JOGJA – Untuk kali pertama, rakyat Indonesia, Rabu (17/4) mencoblos wakil rakyat di parlemen bersamaan dengan presiden dan wakil presiden. Ada lima surat suara sekaligus yang harus dicoblos. Yakni, presiden-wakil presiden, DPD RI, DPR RI, DPRD provinsi, dan DPRD kabupaten/kota. Para tokoh di DIJ pun berbondong-bondong bersama keluarga menuju TPS (tempat pemungutan suara). Di antaranya Gubernur DIJ Sultan Hamengku Buwono X.
Raja Keraton Ngayogyakarta ini mencoblos di TPS 15 Panembahan Kraton. Sekitar pukul 07.53. Usai mencoblos, HB X menceritakan pengalaman kali pertama mengikuti pemilu serentak.
HB X mengaku pemilu kali ini tidak jauh berbeda. Hanya, HB X membutuhkan waktu hingga enam menit. Mulai membuka kertas suara hingga mencelupkan jari kelingking ke tinta.

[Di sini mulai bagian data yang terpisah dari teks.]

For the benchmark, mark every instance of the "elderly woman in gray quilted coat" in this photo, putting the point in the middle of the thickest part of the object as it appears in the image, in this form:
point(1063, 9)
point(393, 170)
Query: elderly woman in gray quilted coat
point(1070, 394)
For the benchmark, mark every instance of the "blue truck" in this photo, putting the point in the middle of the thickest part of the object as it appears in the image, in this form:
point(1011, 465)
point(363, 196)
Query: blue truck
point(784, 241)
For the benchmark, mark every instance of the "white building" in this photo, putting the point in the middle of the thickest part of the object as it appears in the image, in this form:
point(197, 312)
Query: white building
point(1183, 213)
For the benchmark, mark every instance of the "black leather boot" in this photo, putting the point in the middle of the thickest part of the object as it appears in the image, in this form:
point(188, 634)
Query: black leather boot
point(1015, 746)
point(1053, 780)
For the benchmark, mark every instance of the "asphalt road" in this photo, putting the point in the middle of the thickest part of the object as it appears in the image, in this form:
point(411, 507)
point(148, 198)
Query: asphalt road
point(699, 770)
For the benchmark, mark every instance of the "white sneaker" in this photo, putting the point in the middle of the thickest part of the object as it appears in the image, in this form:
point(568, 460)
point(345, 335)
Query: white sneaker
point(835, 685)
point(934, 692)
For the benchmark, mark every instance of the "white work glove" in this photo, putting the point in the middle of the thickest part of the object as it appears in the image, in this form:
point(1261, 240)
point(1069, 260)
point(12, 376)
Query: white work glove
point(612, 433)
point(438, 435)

Penyebabnya, surat suara yang harus dicoblos tidak hanya lebih banyak dibanding Pemilu 2014. Melainkan juga karena surat suara Pemilu 2019 hanya mencantumkan nama.
”Kalau pemilih yang tidak ada bayangan siapa (yang dipilih) harus mencari yang dia kenali. Kalau saya cenderung lebih baik gambar orang daripada nama,” ucap HB X menyoroti surat suara Pemilu 2019.

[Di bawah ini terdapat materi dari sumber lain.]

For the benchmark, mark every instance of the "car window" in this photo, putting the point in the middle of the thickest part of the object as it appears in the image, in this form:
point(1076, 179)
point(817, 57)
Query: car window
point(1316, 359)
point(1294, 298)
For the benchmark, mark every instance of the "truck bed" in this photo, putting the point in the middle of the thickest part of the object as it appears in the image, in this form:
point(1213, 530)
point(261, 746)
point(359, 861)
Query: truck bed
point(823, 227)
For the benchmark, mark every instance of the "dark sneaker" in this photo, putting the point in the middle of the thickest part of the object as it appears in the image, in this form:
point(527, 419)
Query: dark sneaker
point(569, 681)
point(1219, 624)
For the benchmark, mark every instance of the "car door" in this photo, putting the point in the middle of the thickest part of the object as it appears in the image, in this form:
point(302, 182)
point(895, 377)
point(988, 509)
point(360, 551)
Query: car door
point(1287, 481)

HB X juga menyoroti ukuran surat suara dan bilik. Menurutnya, ukurannya tidak proporsional. Ukuran kertas suara jauh lebih besar dibanding bilik. Akibatnya, pemilih tidak leluasa saat membuka atau melipat surat suara.

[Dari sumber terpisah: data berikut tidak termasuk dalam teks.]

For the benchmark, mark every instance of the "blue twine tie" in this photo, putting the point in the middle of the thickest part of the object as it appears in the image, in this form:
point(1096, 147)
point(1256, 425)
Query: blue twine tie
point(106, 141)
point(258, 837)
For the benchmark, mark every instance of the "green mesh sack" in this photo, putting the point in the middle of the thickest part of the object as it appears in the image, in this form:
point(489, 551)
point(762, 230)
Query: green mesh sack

Sebagaimana diketahui, Komisi Pemilihan Umum (KPU) memang mendesain ukuran surat suara Pemilu 2019 jauh lebih lebar. Ukurannya 51 X 82 cm. Pemilu 2014 hanya 50 X 42 cm. Sedangkan bilik Pemilu 2019 memiliki lebar 50 cm dan sisi kanan serta kiri berukuran 60 cm.
”Tidak ada surat suara yang rusak. Rusaknya setelah saya coblos,” kelakarnya.
Terlepas dari itu, HB X berharap penyelenggaraan pemilu sukses. HB X menargetkan tingkat partisipasi pemilu di DIJ lebih dari 80 persen.
Khusus kepada elite nasional, HB X berpesan agar bisa menyikapi hasil penghitungan suara dengan legawa.
”Kalah menang itu suatu hal yang wajar, saya kira (harus bersikap) ikhlas saja,” tuturnya.
Hampir seluruh anggota keluarga HB X ikut mencoblos di TPS 15 Panembahan Kraton. Kecuali GKR Mangkubumi, KPH Wironegoro, dan KPH Yudhonegoro.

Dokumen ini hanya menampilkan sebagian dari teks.